While down in Canberra……..
The new NSW Nats MP for Clarence is going to have to hustle hard for a lucrative parliamentary committee chair or two if he's to live in the style I hear his trouble n strife is expecting. He may actually have to work in the job, which might come as a bit of a shock to someone used to cruising on autopilot when he was in Clarence Valley local government.

Friday 2 December 2011

Daily Departures: Who will tell us when our friends are having their funeral?

Today's print edition's of The Coffs Coast Advocate and The Tweed Daily News are collector items. After today, both papers will become mere shells of themselves despite bells, whistles and hoopla coming from various APN sources about new, improved online news for readers interested in local news in the Coffs and Tweed local areas.
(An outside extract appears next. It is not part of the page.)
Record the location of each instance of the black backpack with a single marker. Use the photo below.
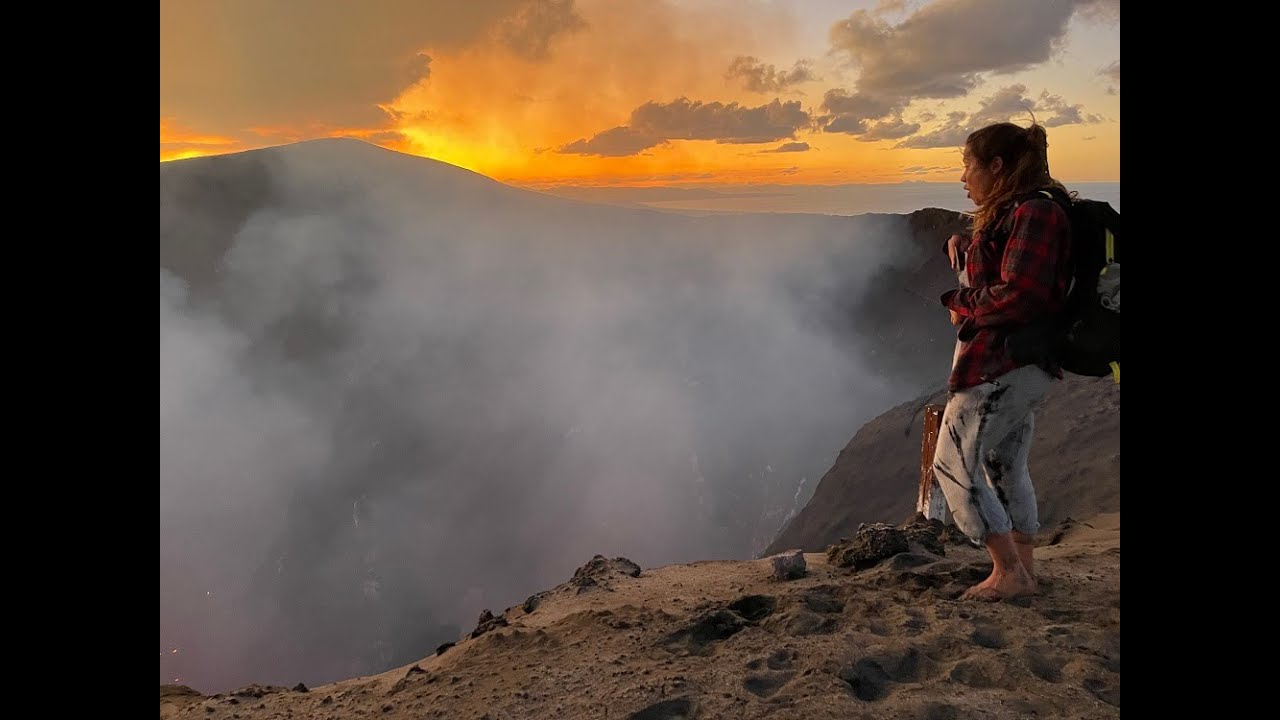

This reader hopes APN keeps its promises and The Daily Examiner and The Northern Star  improve their coverage of the Coffs and Tweed areas.
A correspondent to the Tweed Daily News (you've just gotta luv such dear souls) points out the impact the demise of his Tweed daily will have on "oldies".

Tweed 'infrastructure' lost

Thank you for allowing me to express my views at the local level for the past 12 years.
Along with many others who have spoken to me about your restricted publication we will all miss your Daily News.
Your much read local news and local history is now lost to the Tweed as we grow.
Very few of us "oldies" will follow you on the computer that many do not have or want.
On a very personal note, a number of my friends have asked: "Who will tell us when our friends are having their funeral?"
Part of Tweed's infrastructure has died and we will be lost.
Maybe your Saturday edition needs a section called: "Seen in hospital last week".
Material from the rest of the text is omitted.